Editor's Note: For the 13th consecutive year, the Tampa Bay Times presents Holiday Hopes, a series profiling people in need and giving readers a chance to help. The Times will update readers about granted wishes on Dec. 28.

By Monique Welch

Times Staff Writer

BRANDON- LaRhonda Travick always struggled to achieve passing grades while growing up in New York.

It wasn't because she couldn't understand the work or didn't apply herself.

She simply couldn't see.

As Christmas nears, Travick holds on to the dream of some day possessing full sight and elevating her life to new levels. But she needs help to overcome years of struggle.

During her childhood, peers bullied and teased her causing her to sometimes skip classes and hide in the staircases. She remembers teachers ignoring her, telling her she needed glasses, that she would get held back another year and eventually become too old for school.

At home, she would squint often, straining her eyes, and viewed the television sideways. Her mom would tell her to look straight, but she couldn't. They visited multiple eye doctors, but no one could determine the source of the problem.

Some simply instructed her to sit further away from the TV, and other suggested specialists who offered glasses with the uncertainty of its success.

Feeling hopeless she dropped out of school only to endure more trouble securing a job.

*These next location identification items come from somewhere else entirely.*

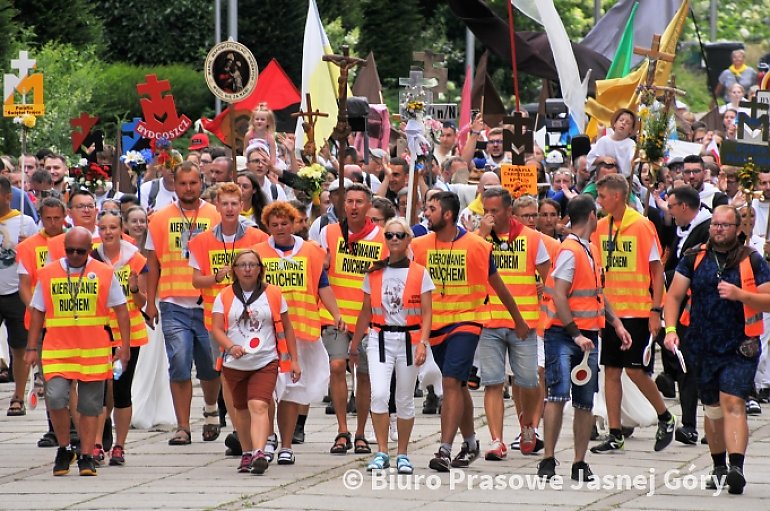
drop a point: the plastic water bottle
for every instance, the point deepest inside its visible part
(117, 369)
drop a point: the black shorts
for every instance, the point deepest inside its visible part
(613, 356)
(12, 314)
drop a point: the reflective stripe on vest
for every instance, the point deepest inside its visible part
(76, 349)
(584, 297)
(274, 301)
(754, 326)
(298, 279)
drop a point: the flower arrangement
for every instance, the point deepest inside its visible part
(90, 176)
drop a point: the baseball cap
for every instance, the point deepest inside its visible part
(199, 141)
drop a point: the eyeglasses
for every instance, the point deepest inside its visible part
(723, 227)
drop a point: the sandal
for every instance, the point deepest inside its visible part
(17, 408)
(341, 448)
(181, 437)
(362, 447)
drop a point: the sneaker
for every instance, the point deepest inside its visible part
(87, 466)
(582, 472)
(686, 435)
(497, 452)
(64, 458)
(286, 456)
(98, 454)
(665, 433)
(381, 461)
(259, 463)
(547, 468)
(528, 440)
(735, 481)
(466, 456)
(403, 464)
(440, 462)
(117, 456)
(717, 479)
(245, 465)
(270, 447)
(610, 445)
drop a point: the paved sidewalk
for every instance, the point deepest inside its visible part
(199, 476)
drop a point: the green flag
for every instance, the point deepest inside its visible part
(621, 64)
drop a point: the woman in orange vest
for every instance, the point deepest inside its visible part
(130, 267)
(251, 324)
(397, 306)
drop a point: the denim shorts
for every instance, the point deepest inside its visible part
(495, 344)
(186, 340)
(730, 373)
(561, 356)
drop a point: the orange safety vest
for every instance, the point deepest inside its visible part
(212, 254)
(552, 246)
(168, 228)
(138, 328)
(274, 300)
(627, 273)
(297, 276)
(76, 345)
(585, 297)
(517, 266)
(754, 326)
(460, 271)
(347, 268)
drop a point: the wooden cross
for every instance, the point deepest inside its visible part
(429, 60)
(654, 55)
(309, 119)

"People see me as a burden and because I physically look fine, they don't understand, so it's hard to explain," Travick said.

"You start to feel like you're kind of worthless because you don't know what's wrong with you, you can't do anything to support yourself and no one is giving you any type of answers.

"It became a normal thing for me. As it became my world, I tried to ignore it until I was reminded that I couldn't see and I couldn't do anything."

Travick, 33, realized it wasn't "normal" when she started to suffer injuries from running into things, tripping, falling and twice landing in the emergency room due to first and second degree burns. The trouble only continued until one day, she found herself at the right place, at the right time on two separate occasions.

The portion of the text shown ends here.